Me: Thk u so much for your help. She's been very determined and told me that she won't give up. She's going to do well for her final year exam.

Mrs Lim: I cried so much last night. I've never been so touched. U'll understand better when I show u her paper. It wasn't an easy paper. In fact I hesitated giving her that.

After reading this text, tears welled up. I too was touched by Mrs Lim.

Me: U have touched our hearts. I promised S that I will get them a DS if they do well in their exam (don't mean to encourage them using material things but I saw how happy they were when they played it the first time with Jen's girl and niece). S said she will work hard for it and will not give up. Thk u so much.

Mrs Lim: :)

I have not seen such a dedicated teacher who not only cares for her students' academic results but also cares for their well being.

I remembered earlier this year, Mrs Lim noticed that S seemed to have a lot of responsibilities/ burdens on herself and stressed that she needs to take care of J etc and J on the other hand, seemed withdrawn at times and not a happy child.

I told her that J has this denial syndrome. Whenever I asked if she misses her daddy, she would change the topic and talk about something else and never answer my questions pertaining to her dad. She never talks about her daddy since he passed on last June and only cried once when I broke the news to them. While on the other hand, S has been crying every now and then and expressing her feelings to me.

So Mrs Lim went to borrow a book on life times (life span of plants, animals, human etc and why they had to die etc) and another story about a boy's dad passed away unexpectedly or a father lost his son due to illness and read to J. After reading the books, Mrs Lim cried and J seemed to feel her compassion and empathy too.

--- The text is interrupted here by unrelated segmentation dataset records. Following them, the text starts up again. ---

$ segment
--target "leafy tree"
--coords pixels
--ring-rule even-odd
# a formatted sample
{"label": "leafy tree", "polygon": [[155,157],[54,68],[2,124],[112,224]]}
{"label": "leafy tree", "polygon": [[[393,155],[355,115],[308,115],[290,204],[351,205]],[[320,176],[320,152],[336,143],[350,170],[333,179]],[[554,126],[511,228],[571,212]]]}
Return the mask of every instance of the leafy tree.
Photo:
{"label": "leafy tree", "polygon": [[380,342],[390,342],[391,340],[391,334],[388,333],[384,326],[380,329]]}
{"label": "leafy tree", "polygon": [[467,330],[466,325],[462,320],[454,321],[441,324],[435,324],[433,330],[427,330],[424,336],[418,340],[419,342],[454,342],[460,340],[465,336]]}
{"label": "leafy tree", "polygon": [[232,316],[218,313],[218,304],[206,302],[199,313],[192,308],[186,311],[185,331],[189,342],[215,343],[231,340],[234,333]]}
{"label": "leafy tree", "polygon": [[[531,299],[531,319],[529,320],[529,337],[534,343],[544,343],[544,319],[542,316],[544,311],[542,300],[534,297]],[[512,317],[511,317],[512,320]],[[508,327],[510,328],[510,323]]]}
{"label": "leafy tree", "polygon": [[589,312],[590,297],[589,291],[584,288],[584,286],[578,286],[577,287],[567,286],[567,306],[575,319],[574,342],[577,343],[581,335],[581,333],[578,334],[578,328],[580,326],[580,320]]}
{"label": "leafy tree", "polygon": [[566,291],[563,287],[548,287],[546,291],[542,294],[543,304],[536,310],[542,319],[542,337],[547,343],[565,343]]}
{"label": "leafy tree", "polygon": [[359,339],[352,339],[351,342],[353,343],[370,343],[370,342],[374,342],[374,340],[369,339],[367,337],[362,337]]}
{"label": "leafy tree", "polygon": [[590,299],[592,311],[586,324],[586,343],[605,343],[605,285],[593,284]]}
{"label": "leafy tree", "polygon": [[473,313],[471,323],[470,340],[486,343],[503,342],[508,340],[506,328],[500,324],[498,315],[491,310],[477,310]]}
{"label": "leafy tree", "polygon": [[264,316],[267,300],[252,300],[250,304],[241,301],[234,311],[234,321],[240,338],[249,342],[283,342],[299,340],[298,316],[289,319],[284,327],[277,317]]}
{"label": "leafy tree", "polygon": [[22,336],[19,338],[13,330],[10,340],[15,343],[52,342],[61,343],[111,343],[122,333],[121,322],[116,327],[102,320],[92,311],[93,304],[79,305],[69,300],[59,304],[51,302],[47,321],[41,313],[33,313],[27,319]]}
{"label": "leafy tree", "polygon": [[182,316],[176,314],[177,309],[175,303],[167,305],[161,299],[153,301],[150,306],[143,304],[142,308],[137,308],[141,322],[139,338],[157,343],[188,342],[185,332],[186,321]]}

I can't remember if J cried when Mrs Lim was reading that story to her but when she's back at home, she requested me to read the book on life times to her and explain why things/ plants/ animals and human died at various times of their lives unexpectedly. And then, J started to ask why their daddy had to leave us; why now and not later etc. I tried to tackle those questions carefully and towards the end of it, she cried, hugged me and told me she missed her daddy.

The following day, the teachers at HOS seemed to notice that J became more light hearted and cheerful.

I must say, I'm proud that S has achieved so much improvement on her Maths and I'm touched by the Angel.....Mrs Lim.

No doubt, my girls and I lost our loved one but we also get the chance to see how our friends, relatives and strangers show their love and compassion towards us. May all of you be blessed.

DS

Sun, 14 Oct 07

The girls wanted a DS if they do well in their final year exam.

When asked how much does it cost, S first said it's about $60+ but I doubted it's that cheap. A couple of days later, she told me it's more than $200. Then I told them if that's the case, I need Auntie Jen to help me get a cheap one (at least not to be a 'Chai Tow' and ker-tok by someone).

J asked why I need Jen's help. "Cos Auntie Jen has a friend who's selling all these handheld games and I may be able to get it cheaper than outside market rate."

J innocently replied, "Why do you need to get it cheaper? Can't you ask Auntie Jen's friend to give us for FREE?" ....how smart...... how cheapo :P

FREE??....free things are cheese in a mouse trap. I have a bit of class.... not like those Raffles Place aunties/ uncles/ young ladies who will Q-up for those freebies every now and then at the Raffles Place Sq (that's what I called it - RP Sq. Some said the lawn...whatever).